Rainerio si fece ancora più presso a Getruda, e saltando molta parte di dialogo, che del resto era stata fatta abbastanza chiaramente dagli occhi, così conchiudendo le disse:
— Pensaci, bella Getruda, e non impegnare il tuo cuore coi servi della gleba, tu nata per più allegro destino. Son io che te lo affermo, io già così alto, e ancor destinato a salire; per te, con te, se vorrai. —
Il vecchio Dodone appariva in quel punto, risalendo il poggio, da dietro un filare di viti. Getruda fu la prima a vederlo, e il gesto del suo volto avverti Rainerio dell’appressarsi del vecchio.
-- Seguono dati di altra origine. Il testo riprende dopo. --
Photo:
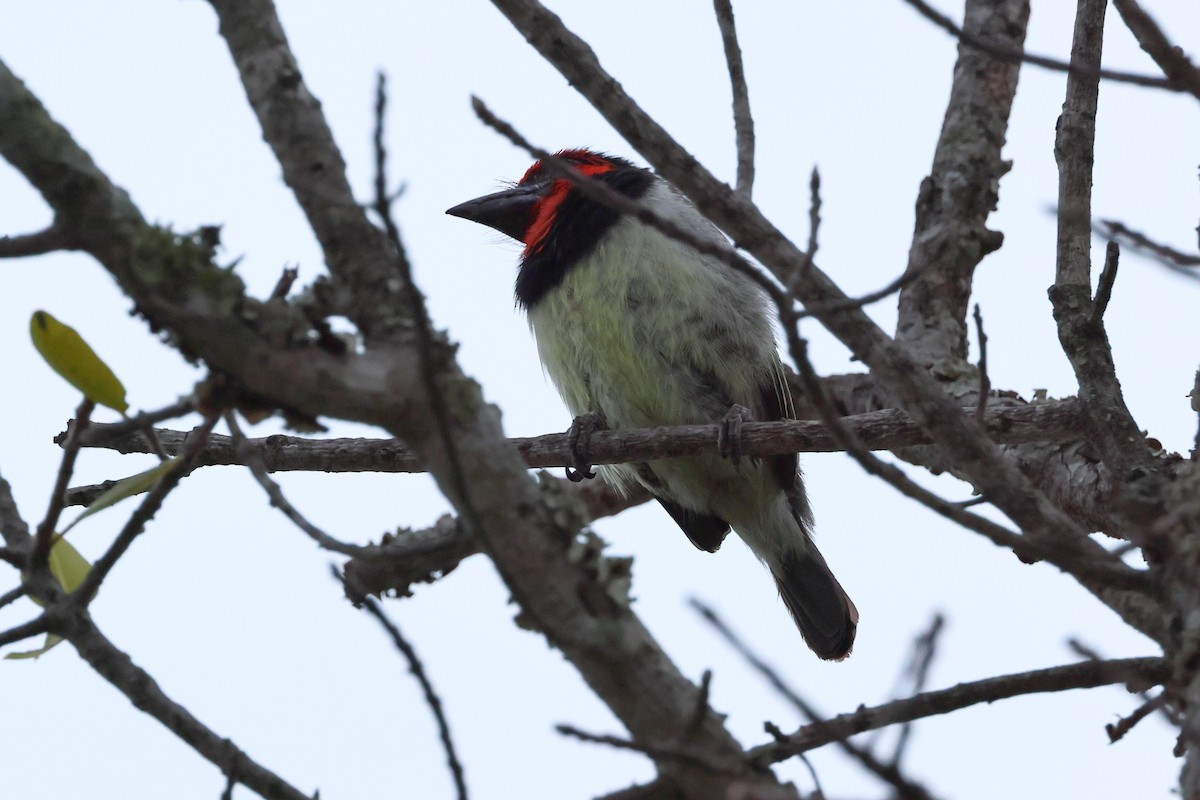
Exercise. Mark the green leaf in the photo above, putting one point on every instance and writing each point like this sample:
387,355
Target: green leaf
126,487
69,567
69,355
52,639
Il quale, per altro, non parve darsi molto pensiero di una conversazione come quella, tra il castellano e la bianca Getruda. Rainerio faceva spesso la salita di Croceferrea; nè sempre gli accadeva di trovare il vecchio aldione davanti alla casa; nè mai mostrava desiderio di vederlo subito, restando volentieri a discorrere con la sua bella figliuola.
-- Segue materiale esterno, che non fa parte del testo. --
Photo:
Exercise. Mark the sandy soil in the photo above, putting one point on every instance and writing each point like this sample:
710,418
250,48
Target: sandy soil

I castellani, si sa, son sempre di buon umore, quando parlano con le donne; gran mercè che vi siano donne, e piacenti di aspetto, nella casa del povero aldione, per render più umano, più facile ai perdoni e alle proroghe, un eterno ricevitore di tributi. Ammiccò dunque, il vecchio Dodone, con l’occhio piccolo e bianco sotto le ispide ciglia e sotto le palpebre aggrinzate; e il furbo ammicco si mutò in un sorriso melenso, quando Rainerio si mosse alquanto verso di lui, con la benignità dell’amicizia, non disgiunta dalla gravità del carattere padronale. Rainerio, infatti, era come un padrone, poichè esercitava tutti gli uffizi del padrone. Lassù il conte Anselmo non era salito mai; di rado lo avevano veduto in quelle valli, e Sempre da lontano, quando passava con grande cavalcata di amici e servitori, per dar caccia alla selvaggina di quelle boscaglie, coi falconi o coi cani da giungere.
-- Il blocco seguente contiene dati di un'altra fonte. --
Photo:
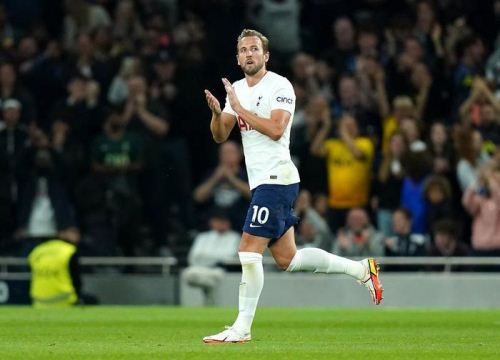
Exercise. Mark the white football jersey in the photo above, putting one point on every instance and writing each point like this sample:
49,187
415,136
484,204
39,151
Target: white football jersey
267,161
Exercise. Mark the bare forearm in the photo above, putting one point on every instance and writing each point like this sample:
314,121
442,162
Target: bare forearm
220,132
273,129
240,185
153,122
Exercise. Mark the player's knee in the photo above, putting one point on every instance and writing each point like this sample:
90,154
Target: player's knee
283,263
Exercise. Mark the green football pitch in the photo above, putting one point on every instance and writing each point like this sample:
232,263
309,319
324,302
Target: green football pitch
175,333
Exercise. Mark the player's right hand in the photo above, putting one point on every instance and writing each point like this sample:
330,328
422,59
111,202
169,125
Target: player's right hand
213,103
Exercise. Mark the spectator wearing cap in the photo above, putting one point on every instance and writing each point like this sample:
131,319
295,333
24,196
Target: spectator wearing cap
118,90
11,89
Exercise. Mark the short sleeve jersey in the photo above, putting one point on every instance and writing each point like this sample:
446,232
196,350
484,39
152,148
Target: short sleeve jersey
267,161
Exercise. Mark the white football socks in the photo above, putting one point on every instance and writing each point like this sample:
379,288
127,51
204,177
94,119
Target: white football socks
252,281
320,261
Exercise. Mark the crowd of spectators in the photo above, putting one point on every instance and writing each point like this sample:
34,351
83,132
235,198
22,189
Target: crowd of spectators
104,127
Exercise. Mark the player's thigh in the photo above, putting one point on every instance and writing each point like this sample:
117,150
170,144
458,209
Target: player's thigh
284,249
253,243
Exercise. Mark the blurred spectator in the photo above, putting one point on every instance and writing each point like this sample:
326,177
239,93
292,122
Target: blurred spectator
208,253
410,128
13,142
227,185
388,183
441,149
446,240
489,127
285,32
468,143
75,120
349,161
82,16
482,200
470,54
310,166
403,108
146,118
471,109
409,75
492,72
405,242
118,90
47,80
417,165
341,54
358,237
313,230
117,157
86,62
127,28
437,192
44,206
9,35
11,89
352,102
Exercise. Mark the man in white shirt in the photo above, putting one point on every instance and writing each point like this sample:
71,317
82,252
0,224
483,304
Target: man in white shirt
263,104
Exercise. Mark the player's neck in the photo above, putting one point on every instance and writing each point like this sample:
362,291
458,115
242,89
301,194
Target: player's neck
253,80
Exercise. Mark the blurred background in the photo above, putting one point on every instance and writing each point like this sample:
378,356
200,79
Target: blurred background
105,140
Rainerio e Dodone ragionarono a lungo, presso un filare di viti, dove finiva il pergolato. E Getruda continuava a filare sull’uscio, guardando ora il castellano, che era un bell’uomo, come son belli dal più al meno tutti i signori per la gente del contado, ora spingendo gli occhi più in là, verso i faggi e gli abeti del Ronco di Maglio, che nascondevano a lei le terre ignote, le terre maravigliose, su cui Fredegonda aveva regnato, per il solo diritto della sua grande bellezza.